Attempting to improve the accuracy of corporate information retrieval technology, several vendors are incorporating techniques designed to identify people, proper names, and places buried within text and analyze relationships between those assets.

To that end, unstructured data management vendor Recommind Inc. on Friday rolled MindServer 2.1, which adds entity extraction capabilities to its concept-based search and classification system.

Referred to as both entity- and fact-based extraction, the technology complements search engines, content management systems, and portals by helping improve relevancy of results, according to analyst Laura Ramos, director of research at Giga Information Group, in Cambridge, Mass.

“The key thing here is this ability to pull specific words and phrases out of documents and automate figuring out what they mean,” Ramos said.

“With keyword search you are looking for individual words, but individual words can mean different things in a context. For example, [a search for] ‘President Bush lives at the White House’ means something different than ‘white house paint.'”

The ability to pull out names, places, and dates via entity and fact extraction is becoming critical because it helps disambiguate information retrieval and make it more relevant, Ramos added.

MindServer 2.1 delivers accuracy and analysis capabilities by combining the ability to identify people, product names, and places with retrieval and categorization, according to Bob Tennant, CEO of Recommind, in Berkeley, Calif.

“What it allows is analysis of the textual data; cutting [the data] not just by subject matter but by other elements that can be identified, [such as] who individuals are, what the products are,” Tennant said. “This lets organizations take cuts of this data and make it more usable.”

Another unstructured data management player, Inxight Software, is ramping up fact extraction capabilities in its SmartDiscovery information retrieval product, which combines natural-language processing, linguistics, and classification technologies.

Inxight’s technology has gained strong traction within government agencies where it is often used to further counter-terrorism and intelligence efforts.
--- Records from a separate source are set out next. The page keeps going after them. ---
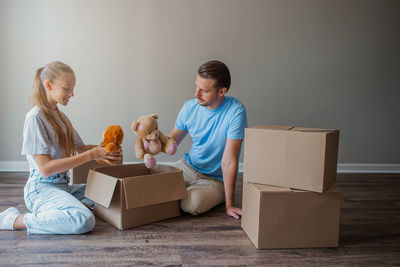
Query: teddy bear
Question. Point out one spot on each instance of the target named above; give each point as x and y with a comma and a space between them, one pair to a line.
150, 140
112, 139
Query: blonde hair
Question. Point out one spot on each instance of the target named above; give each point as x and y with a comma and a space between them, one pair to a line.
53, 72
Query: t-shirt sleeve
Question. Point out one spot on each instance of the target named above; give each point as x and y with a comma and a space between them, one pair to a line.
181, 120
77, 139
35, 137
238, 124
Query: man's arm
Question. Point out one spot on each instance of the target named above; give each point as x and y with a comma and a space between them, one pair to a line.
229, 169
177, 134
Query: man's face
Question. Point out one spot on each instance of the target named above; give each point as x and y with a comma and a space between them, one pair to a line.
207, 95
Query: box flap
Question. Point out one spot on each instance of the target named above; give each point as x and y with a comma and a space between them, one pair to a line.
270, 188
100, 187
271, 127
312, 130
153, 189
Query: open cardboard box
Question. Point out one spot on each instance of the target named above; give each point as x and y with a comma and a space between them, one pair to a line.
279, 217
295, 157
131, 195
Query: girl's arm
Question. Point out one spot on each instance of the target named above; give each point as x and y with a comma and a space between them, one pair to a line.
49, 166
84, 148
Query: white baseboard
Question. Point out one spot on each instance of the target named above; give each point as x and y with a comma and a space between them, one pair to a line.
14, 166
23, 166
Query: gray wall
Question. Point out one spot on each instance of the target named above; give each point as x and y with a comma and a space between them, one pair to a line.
316, 63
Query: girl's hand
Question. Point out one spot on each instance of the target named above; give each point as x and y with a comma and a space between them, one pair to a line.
100, 153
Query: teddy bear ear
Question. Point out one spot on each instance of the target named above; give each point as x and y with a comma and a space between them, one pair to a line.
134, 125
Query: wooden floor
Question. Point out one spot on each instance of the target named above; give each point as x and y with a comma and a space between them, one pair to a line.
369, 235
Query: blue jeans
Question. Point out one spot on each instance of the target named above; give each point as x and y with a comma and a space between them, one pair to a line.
55, 206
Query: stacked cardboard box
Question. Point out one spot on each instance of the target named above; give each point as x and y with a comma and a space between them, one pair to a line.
288, 198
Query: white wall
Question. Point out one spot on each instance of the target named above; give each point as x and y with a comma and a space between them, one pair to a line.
316, 63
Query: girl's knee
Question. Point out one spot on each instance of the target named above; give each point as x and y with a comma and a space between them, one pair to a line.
85, 222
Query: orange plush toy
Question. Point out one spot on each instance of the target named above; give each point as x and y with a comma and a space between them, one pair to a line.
112, 139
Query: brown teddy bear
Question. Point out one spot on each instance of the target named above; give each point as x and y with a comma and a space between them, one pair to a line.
150, 140
112, 139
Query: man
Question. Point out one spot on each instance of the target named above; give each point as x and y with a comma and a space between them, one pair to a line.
216, 125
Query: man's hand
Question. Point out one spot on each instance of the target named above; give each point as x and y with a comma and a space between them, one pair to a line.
234, 212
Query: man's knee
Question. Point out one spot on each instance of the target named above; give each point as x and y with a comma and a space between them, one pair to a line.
200, 201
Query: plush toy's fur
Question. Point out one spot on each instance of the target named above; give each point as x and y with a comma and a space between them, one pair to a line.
150, 140
112, 139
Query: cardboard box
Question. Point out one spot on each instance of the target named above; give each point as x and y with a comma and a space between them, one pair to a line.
80, 173
278, 217
132, 195
295, 157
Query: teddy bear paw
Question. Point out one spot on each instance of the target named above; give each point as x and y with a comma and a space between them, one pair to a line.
149, 161
172, 149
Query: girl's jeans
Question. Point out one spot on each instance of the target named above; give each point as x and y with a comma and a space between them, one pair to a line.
55, 206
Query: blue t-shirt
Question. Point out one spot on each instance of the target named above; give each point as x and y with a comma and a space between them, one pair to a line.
209, 129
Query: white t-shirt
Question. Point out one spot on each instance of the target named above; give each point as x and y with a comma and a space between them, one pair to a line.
40, 138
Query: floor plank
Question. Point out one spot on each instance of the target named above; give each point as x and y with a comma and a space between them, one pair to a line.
369, 234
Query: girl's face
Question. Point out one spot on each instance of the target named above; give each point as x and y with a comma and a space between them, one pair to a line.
61, 90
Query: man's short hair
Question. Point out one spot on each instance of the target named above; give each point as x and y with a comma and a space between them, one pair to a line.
218, 71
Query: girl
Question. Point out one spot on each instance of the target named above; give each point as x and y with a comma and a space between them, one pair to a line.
52, 147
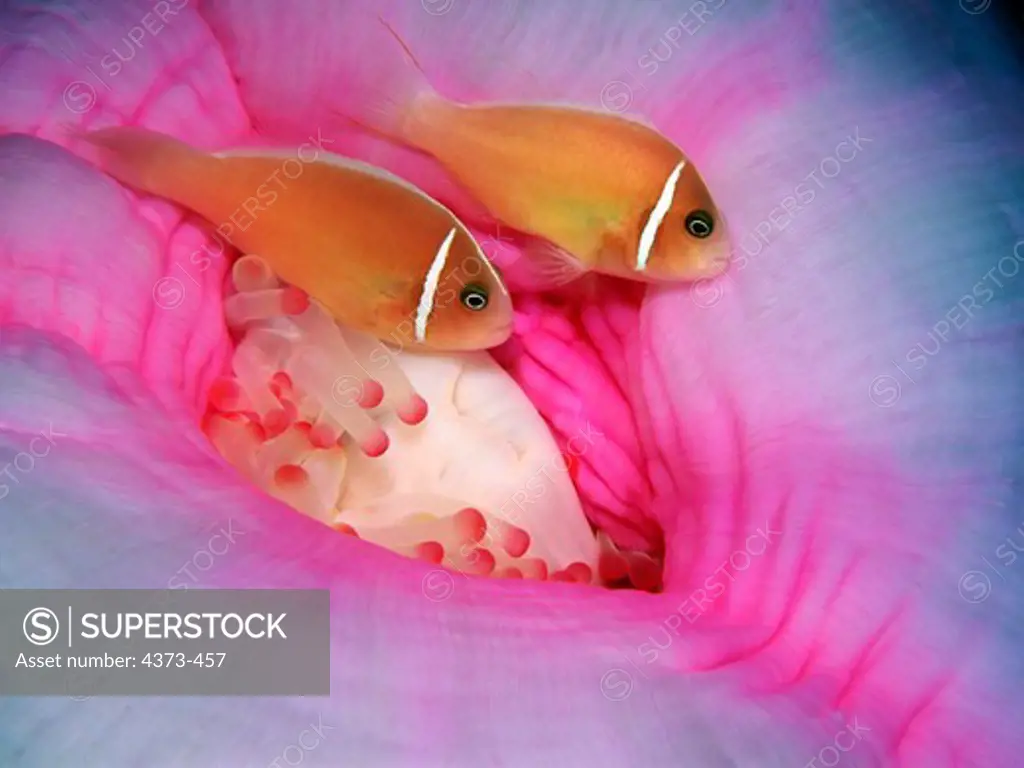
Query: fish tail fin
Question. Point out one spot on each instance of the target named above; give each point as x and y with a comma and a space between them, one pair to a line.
151, 162
390, 98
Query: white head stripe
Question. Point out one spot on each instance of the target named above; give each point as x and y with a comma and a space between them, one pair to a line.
657, 216
430, 287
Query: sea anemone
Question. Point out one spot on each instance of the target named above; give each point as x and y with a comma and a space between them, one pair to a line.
818, 450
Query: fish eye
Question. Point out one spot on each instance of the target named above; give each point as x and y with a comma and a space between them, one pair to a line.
473, 297
699, 223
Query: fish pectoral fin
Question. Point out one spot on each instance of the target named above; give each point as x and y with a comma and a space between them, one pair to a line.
545, 266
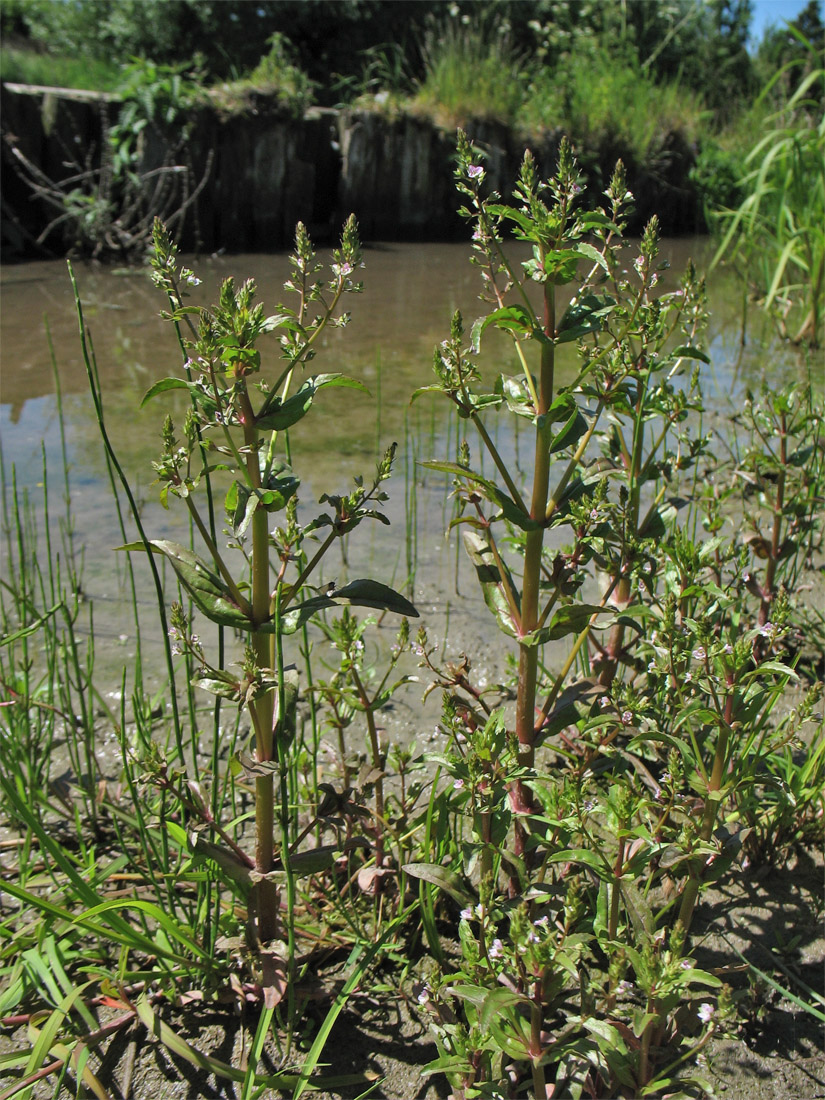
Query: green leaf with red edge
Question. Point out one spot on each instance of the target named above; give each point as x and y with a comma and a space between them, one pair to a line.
517, 320
442, 878
490, 491
490, 578
208, 591
585, 315
276, 415
360, 593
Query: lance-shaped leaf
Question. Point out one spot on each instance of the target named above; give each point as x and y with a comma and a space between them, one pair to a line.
569, 433
242, 501
490, 578
585, 315
571, 618
517, 320
276, 415
163, 386
443, 878
491, 492
218, 682
686, 352
325, 857
517, 396
361, 593
210, 594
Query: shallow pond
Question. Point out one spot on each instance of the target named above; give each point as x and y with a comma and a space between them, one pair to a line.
409, 295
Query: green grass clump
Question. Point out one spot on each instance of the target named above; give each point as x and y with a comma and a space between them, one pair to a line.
601, 101
31, 66
471, 72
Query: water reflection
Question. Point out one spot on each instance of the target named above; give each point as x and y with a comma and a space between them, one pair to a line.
410, 293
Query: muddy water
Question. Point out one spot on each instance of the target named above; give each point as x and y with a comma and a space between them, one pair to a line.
410, 293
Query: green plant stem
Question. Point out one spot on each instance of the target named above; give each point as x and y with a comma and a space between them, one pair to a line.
262, 707
220, 564
499, 462
708, 818
377, 763
770, 571
534, 542
615, 894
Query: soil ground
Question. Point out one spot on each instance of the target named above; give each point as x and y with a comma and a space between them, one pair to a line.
777, 1054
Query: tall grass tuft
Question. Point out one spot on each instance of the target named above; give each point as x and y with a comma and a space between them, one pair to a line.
471, 72
778, 232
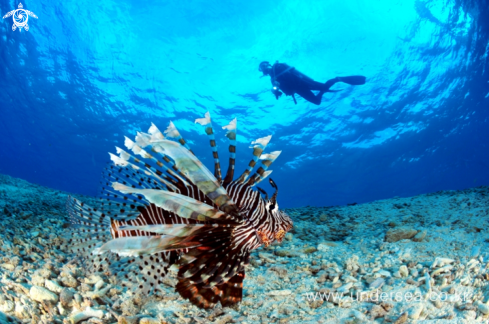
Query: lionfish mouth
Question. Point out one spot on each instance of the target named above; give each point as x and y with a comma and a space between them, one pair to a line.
161, 208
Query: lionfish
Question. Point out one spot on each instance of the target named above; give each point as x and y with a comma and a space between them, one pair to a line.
161, 208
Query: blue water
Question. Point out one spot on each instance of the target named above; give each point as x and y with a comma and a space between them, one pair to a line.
88, 73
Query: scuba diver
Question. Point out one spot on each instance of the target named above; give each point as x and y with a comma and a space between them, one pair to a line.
291, 81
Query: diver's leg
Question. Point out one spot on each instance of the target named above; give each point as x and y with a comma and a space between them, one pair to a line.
314, 85
328, 84
310, 96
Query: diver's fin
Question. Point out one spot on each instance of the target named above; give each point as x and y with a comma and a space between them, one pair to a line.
353, 80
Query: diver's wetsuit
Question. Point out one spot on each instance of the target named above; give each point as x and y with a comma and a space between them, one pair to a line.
292, 81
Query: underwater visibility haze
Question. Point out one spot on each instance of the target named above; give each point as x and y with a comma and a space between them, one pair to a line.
88, 73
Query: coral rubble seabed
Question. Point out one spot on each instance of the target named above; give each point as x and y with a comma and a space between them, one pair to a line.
421, 259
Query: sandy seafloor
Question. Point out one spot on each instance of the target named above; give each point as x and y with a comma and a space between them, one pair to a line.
421, 259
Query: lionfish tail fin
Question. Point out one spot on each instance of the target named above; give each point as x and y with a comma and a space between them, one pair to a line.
228, 293
207, 123
231, 135
266, 160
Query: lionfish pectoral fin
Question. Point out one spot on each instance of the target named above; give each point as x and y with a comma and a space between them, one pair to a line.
206, 296
261, 173
183, 206
200, 176
258, 147
144, 245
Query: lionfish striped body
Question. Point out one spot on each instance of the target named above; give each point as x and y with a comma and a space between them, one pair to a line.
162, 208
The Sunnyvale, Calif.-based company this month signed 10 contracts worth US$3 million dollars with the U.S. Department of Defense.

Later this year Inxight plans to roll out an updated offering that adds to its natural-language processing platform the fruits of its acquisition last August of the technical assets of WhizBang Labs, which developed technology designed to extract facts and relationships from unstructured data.

The new technology “goes beyond identifying things to establish the relationships between things,” according to David Spenhoff, vice-president of marketing at Inxight. “Extracting facts and relationships provides a higher level of understanding beyond what search engines can provide.”